Monday, May 2, 2011

Bin Laden's death and the Arab Spring

It is certainly good news that the U.S. finally found and killed Osama Bin Laden. His messianic decision to change history by attacking the U.S. and the West to establish a new Islamist Caliphate has caused enormous pain and suffering in the world, mostly in the Islamic world.


But, I don't feel a great joy at the event.  I feel more sad than elated.  Sad that we live in a world where the death of someone is a good thing.  Certainly, Bin Laden is gone now as a strategist and leader of the Islamist jihad against the West, and that is good.  But, he will likely be viewed as a martyr by those who have dedicated their lives to bloody jihad, and I expect that they will continue their lethal fanaticism.
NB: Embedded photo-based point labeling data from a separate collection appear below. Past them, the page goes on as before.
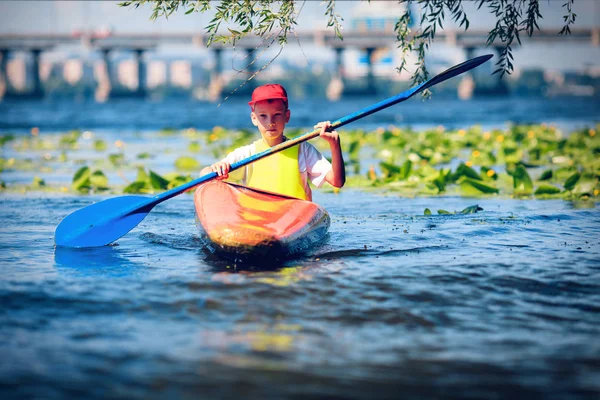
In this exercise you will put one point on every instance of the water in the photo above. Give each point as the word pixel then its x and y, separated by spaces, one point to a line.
pixel 61 115
pixel 495 304
pixel 499 304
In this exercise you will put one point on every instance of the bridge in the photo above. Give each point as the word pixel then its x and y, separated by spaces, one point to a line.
pixel 141 43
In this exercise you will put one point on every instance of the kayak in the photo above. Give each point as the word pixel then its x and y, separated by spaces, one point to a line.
pixel 242 223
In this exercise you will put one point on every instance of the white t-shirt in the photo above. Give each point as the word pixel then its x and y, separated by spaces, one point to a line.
pixel 311 163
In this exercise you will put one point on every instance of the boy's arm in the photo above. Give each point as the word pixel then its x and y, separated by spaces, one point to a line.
pixel 337 176
pixel 220 167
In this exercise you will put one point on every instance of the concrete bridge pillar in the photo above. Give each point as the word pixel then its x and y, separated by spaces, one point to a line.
pixel 215 86
pixel 336 86
pixel 141 72
pixel 104 86
pixel 371 88
pixel 500 86
pixel 37 91
pixel 250 69
pixel 3 77
pixel 466 87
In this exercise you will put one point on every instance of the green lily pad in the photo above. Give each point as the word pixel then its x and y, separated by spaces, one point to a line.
pixel 81 179
pixel 521 180
pixel 571 181
pixel 466 171
pixel 157 181
pixel 187 163
pixel 471 209
pixel 136 187
pixel 546 189
pixel 98 180
pixel 470 186
pixel 546 175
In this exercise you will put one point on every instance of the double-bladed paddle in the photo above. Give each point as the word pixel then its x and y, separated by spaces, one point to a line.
pixel 104 222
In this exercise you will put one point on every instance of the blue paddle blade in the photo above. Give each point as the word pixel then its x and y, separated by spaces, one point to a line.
pixel 102 223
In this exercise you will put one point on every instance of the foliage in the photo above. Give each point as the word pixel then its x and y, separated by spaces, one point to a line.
pixel 519 161
pixel 274 21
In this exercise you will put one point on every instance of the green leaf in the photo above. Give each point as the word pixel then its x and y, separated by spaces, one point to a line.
pixel 405 169
pixel 187 163
pixel 81 179
pixel 471 210
pixel 585 185
pixel 571 181
pixel 546 175
pixel 99 180
pixel 470 186
pixel 157 181
pixel 136 187
pixel 521 180
pixel 545 189
pixel 464 170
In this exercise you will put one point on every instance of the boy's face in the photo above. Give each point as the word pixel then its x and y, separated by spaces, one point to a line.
pixel 270 116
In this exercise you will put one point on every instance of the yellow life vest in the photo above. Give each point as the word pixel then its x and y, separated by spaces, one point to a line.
pixel 278 172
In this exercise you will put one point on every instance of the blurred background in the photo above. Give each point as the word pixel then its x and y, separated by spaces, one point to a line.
pixel 93 64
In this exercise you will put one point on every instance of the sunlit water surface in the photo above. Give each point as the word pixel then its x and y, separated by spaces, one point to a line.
pixel 497 304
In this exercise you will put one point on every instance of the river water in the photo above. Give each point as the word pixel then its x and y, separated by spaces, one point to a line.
pixel 502 303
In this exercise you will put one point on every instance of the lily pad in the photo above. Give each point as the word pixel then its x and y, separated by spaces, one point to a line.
pixel 187 163
pixel 473 187
pixel 546 189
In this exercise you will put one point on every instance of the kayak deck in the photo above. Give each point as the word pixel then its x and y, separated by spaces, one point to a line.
pixel 242 223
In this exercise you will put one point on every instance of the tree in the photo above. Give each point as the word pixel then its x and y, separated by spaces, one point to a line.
pixel 274 21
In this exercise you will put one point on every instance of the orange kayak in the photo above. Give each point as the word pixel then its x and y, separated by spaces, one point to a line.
pixel 241 223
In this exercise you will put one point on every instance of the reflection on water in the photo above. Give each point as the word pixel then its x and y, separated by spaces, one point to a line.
pixel 493 304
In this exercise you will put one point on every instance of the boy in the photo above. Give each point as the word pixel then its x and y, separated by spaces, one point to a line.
pixel 286 172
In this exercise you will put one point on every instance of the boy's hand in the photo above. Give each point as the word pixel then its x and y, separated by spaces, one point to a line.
pixel 332 137
pixel 221 168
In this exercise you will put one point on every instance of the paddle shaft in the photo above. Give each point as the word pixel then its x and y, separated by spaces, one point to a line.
pixel 102 223
pixel 447 74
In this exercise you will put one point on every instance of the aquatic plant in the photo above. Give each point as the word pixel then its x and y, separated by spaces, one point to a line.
pixel 519 161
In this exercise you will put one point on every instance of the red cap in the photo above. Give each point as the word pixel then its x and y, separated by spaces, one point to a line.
pixel 271 91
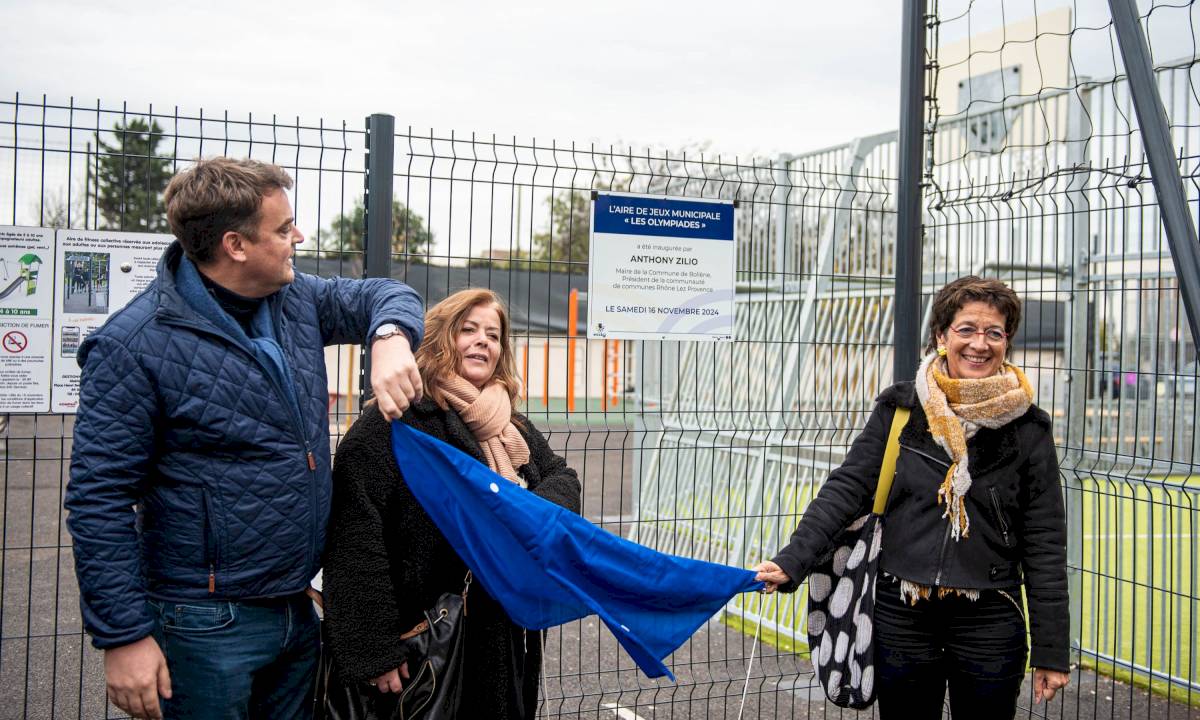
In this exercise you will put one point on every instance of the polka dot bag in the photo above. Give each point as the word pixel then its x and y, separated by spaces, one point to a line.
pixel 841 597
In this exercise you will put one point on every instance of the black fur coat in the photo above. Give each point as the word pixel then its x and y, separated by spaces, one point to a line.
pixel 385 562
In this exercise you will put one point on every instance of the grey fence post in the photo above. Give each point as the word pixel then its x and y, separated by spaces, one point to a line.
pixel 1164 169
pixel 783 243
pixel 377 210
pixel 906 312
pixel 1075 253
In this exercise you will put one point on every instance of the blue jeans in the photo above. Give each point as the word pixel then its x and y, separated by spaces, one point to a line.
pixel 235 660
pixel 976 648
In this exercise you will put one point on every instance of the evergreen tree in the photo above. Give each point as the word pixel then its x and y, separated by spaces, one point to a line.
pixel 130 178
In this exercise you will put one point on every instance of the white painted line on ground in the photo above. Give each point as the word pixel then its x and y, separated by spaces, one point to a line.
pixel 1138 537
pixel 622 713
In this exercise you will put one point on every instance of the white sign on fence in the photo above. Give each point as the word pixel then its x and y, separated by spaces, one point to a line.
pixel 99 274
pixel 27 310
pixel 660 268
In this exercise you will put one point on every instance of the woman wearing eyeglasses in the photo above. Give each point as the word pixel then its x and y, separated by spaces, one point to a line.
pixel 976 511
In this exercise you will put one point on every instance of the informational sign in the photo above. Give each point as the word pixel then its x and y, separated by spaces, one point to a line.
pixel 99 273
pixel 27 312
pixel 661 268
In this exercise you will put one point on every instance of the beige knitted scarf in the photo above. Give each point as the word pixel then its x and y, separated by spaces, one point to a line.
pixel 957 409
pixel 489 414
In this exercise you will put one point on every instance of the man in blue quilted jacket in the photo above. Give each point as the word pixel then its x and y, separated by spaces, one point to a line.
pixel 201 472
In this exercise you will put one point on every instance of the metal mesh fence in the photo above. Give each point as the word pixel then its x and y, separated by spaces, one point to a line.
pixel 713 450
In a way, I think that the Arab Spring of revolutions across the Middle East is doing more to marginalize Al Quaeda than even Bin Laden's death.  The issue in the Arab world today is not the desire to drive out the infidels, but rather to drive out the corrupt tyrants that have been terrorizing their subjects for decades, even centuries.  I expect that those in the Islamic world who are bloody jihadists will want to use Bin Laden's death as a reason for revenge against the West, and the rest, who are the vast majority I believe, will note it in passing and return to the real work at hand for them - freedom.